I remember thinking that it was wrong to mock people because they fell in love with those of the same sex, but I thought that was primarily about adults. Aged 8, the word ‘gay’ wasn’t really milling around the playground as to the best of my knowledge, sex wasn’t something we were thinking about. Not even in 1982/3. The contents of the sex ed lesson were universally received with an ‘eurgh’ by a class who were too shocked to say much about it to each other. I’m not aware that we had any pupil (though we are culturally obliged to call even 4 year olds, the adult term, ‘students’ these days) who was gay, but neither did we have any pupils who were ‘going out’ with anyone either. Children being sexually interested in each other, just wasn’t a thing. Kiss-chase was something you did to wind the boys up, just as they would run after you with plastic spiders!

When we revisited sex ed in Year 6, aged 10-11 it was met with much hilarity, still due to embarrassment. My little friend Rebecca kept talking about the “scrotchum” instead of the ‘scrotum’ when labelling her diagram and we racked our brains as to what one of these was, still not fully understanding. We had ‘the period talk’ and for a while discussion about sanitary products prevailed and we wondered who had a mum who wouldn’t talk about these things, like the grim-faced snappily silent mother of the booklet, and breathed a sigh of relief that we’d still be able to go swimming and play netball.

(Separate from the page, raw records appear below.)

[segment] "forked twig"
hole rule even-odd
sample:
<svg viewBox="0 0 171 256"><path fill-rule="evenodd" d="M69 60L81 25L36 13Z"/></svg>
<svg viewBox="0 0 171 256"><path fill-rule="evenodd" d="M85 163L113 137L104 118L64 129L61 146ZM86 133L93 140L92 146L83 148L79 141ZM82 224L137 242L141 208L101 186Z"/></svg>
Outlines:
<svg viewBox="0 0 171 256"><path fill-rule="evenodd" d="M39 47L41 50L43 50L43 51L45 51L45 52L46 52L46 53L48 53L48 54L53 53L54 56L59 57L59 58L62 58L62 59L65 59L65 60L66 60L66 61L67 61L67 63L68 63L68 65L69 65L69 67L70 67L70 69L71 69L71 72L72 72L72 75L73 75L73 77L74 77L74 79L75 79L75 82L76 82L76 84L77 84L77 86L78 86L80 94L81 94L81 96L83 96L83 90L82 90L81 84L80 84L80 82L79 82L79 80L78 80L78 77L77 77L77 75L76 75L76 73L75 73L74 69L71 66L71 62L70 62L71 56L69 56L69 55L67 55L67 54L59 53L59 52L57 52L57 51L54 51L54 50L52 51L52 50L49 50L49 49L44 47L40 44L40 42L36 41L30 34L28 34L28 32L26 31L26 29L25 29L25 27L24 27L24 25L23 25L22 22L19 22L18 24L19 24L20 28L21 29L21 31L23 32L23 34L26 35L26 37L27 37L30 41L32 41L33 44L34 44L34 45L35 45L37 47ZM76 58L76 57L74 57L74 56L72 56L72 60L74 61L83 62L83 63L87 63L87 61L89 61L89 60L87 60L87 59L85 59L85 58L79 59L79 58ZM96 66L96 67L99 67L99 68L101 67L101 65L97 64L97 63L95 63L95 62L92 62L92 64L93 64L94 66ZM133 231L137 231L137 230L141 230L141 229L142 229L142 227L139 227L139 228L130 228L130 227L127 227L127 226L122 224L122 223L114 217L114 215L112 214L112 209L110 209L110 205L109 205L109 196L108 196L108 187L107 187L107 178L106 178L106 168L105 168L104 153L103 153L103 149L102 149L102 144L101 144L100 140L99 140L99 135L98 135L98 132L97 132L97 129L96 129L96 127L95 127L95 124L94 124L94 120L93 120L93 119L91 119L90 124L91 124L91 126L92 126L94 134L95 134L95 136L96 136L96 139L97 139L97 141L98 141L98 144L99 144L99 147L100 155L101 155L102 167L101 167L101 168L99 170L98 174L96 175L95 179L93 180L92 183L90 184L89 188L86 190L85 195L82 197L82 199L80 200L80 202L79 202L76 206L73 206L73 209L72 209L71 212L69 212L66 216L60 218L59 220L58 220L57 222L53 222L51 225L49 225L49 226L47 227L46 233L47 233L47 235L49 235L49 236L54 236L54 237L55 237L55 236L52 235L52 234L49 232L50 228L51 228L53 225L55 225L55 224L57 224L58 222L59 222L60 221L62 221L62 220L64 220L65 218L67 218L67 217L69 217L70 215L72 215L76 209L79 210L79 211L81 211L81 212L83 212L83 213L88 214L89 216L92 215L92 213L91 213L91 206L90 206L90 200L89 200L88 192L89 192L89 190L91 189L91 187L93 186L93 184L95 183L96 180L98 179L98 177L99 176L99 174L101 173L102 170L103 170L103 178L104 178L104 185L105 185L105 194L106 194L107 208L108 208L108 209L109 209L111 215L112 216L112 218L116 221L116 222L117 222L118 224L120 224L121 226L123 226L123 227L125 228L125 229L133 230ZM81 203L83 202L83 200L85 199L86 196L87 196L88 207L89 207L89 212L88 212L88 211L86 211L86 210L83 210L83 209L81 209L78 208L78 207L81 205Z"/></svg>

Can I say that aside from knowing not to be unkind about people who were gay (or had cerebral palsy) that my primary school sex education was especially necessary or relevant? Did it help equip me ‘morally, culturally, spiritually and socially’? Does it stand as a shining example of why we so apparently need high quality sex-ed in primary schools today? Does it explain why pupils specifically need to be taught that some people are ‘born in the wrong body’ (a statement with no scientific evidence behind it) and why 4 year olds need to be encouraged to believe that changing your sex is as easy as deciding that you’d prefer to wear a dress and that being male and female is all about the toys you wish to play with and the various superheroes or children’s characters you like and dislike?

Does the fact that Savannah has two daddies or that Kacey-Eve only has a mum, mean that children need to be taught about adult sexuality in depth in order to be ‘safe’, or will a simple ‘be kind, be nice, be loving and respectful to everybody, including to those different to you’, no longer suffice?

My pink and green diagonally striped ‘barber’s pole’ is as sound a metaphor as any, when we’re talking about the usefulness of primary school sex ed.